Second, should we be thinking communication rather than just travel? I'd also like to see on that graph the growth over the same time in non-face-to-face communication – Internet, teleconferencing, Skype and so forth. Sure, people buy from people, but it seems dangerous to assume that we will forever need to meet face-to-face. I've just run a workshop where one participant joined us by Skype from India. Not as good as being in the room but it worked OK. I wonder if, within a generation, meetings will consist of holograms sitting round a table whilst their owners participate from remote locations around the globe (I’m sure the technology for this already exists). And the demand for rail travel them?

There is no perfect answer of course. It's a fact of life that the further into the future you predict, the more your chances of being proved wrong by factors yet unknown.

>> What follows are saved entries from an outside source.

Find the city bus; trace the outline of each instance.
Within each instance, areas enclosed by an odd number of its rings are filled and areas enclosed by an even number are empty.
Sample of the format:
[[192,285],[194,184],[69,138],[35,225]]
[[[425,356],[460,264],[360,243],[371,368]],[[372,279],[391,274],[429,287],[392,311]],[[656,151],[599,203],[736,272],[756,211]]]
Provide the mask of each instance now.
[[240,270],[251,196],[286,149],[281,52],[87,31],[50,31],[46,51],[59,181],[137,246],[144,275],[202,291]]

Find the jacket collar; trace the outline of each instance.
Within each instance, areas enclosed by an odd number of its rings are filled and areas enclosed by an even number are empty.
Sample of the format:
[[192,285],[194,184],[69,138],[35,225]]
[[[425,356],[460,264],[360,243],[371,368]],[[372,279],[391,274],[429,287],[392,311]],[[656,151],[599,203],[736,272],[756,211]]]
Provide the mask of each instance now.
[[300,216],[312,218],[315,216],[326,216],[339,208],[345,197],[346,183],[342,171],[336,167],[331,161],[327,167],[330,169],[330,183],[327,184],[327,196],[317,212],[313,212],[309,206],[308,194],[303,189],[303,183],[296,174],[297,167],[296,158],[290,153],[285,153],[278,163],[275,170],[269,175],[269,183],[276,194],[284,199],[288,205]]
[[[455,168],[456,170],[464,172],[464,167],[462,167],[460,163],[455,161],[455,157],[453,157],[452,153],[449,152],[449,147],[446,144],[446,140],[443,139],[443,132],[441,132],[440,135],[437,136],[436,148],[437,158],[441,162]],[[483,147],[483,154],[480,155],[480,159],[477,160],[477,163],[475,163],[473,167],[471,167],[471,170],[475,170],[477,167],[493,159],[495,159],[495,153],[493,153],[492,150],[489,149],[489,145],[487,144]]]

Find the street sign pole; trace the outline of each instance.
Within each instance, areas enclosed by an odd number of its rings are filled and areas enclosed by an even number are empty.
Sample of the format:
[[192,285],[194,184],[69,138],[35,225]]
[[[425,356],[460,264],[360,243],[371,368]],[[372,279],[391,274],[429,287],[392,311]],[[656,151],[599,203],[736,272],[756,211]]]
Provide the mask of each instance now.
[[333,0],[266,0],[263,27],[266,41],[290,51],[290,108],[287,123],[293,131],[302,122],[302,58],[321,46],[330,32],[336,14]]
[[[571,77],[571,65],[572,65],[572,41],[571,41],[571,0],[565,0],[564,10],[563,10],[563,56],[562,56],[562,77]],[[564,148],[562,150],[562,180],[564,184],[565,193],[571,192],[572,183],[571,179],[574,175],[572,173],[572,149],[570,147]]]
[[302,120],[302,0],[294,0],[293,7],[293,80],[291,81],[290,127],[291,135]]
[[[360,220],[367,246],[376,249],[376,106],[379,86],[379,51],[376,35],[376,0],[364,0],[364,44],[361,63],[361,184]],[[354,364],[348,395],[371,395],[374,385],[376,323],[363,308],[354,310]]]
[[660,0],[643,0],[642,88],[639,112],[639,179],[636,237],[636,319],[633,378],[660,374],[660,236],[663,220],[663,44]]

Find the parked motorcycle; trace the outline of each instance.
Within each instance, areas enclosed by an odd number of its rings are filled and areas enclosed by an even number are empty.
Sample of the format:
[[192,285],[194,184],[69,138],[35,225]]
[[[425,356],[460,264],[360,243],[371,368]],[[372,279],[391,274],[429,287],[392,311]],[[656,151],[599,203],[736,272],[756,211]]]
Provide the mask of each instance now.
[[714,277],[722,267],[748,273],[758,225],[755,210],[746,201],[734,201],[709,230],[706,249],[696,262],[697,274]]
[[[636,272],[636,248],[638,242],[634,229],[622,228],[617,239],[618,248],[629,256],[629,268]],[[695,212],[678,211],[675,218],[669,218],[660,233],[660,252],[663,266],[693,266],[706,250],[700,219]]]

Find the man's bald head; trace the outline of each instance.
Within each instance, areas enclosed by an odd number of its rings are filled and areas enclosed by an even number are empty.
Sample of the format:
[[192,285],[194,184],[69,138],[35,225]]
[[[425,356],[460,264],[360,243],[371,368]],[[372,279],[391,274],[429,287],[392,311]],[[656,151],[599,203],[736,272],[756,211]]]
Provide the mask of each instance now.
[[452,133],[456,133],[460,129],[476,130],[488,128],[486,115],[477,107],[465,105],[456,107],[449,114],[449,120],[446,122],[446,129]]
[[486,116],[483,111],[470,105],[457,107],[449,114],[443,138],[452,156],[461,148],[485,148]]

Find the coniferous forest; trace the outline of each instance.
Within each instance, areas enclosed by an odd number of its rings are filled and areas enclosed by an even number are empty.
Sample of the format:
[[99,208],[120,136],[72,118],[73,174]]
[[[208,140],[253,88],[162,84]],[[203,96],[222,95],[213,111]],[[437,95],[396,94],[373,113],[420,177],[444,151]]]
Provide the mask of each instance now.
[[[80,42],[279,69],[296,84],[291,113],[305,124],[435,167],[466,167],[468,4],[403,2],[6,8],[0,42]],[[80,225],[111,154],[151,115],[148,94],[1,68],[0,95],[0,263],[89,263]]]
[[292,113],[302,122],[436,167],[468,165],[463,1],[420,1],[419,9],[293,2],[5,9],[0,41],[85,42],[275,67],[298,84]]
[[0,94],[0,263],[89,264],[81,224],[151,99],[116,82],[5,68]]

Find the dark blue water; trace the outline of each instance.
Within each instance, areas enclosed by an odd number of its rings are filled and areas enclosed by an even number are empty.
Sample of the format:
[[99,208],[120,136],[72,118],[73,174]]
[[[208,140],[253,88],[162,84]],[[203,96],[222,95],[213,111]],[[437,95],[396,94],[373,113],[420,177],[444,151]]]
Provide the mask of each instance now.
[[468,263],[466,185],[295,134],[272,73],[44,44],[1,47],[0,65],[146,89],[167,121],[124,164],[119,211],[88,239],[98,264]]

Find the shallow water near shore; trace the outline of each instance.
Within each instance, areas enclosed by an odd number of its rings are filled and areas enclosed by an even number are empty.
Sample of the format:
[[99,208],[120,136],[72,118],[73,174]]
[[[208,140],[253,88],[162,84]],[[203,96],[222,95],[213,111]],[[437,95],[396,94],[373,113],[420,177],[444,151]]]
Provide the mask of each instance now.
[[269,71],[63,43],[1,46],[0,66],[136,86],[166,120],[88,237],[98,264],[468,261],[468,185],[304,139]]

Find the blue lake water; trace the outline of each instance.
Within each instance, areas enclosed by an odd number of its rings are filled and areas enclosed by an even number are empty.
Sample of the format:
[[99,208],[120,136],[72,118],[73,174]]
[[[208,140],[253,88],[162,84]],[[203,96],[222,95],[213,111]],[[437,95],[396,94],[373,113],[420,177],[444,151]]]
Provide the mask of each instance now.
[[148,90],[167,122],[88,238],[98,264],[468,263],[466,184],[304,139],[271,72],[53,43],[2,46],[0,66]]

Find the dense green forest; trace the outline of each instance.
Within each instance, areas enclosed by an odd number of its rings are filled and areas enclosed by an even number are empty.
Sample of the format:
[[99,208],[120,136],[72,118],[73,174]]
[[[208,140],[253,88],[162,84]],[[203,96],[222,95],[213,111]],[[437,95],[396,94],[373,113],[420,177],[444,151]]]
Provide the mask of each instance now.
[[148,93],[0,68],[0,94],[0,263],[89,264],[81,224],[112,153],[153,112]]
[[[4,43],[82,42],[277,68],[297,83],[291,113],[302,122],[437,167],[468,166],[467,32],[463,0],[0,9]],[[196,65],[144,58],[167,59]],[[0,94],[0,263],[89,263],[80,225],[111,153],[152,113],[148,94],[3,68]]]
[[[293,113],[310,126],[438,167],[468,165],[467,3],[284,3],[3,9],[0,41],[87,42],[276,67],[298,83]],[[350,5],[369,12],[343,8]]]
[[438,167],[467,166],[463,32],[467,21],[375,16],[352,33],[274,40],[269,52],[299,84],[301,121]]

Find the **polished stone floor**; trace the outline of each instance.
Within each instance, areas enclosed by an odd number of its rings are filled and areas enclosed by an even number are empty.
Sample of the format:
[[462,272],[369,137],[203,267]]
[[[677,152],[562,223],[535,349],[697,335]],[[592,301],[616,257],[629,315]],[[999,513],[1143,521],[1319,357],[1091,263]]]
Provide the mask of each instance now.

Some HS2 projections look ahead almost 90 years, and Dr Beeching shut down rail lines that had been running much less time than that (because the impact of motor transport had been underestimated).

We probably have to accept that HS2 is a gamble whether we build it or whether we don't. Personally, I would like to see the decision based on comparing it with investing in alternative communications technologies, rather than trying to catch up with 20th-century technology.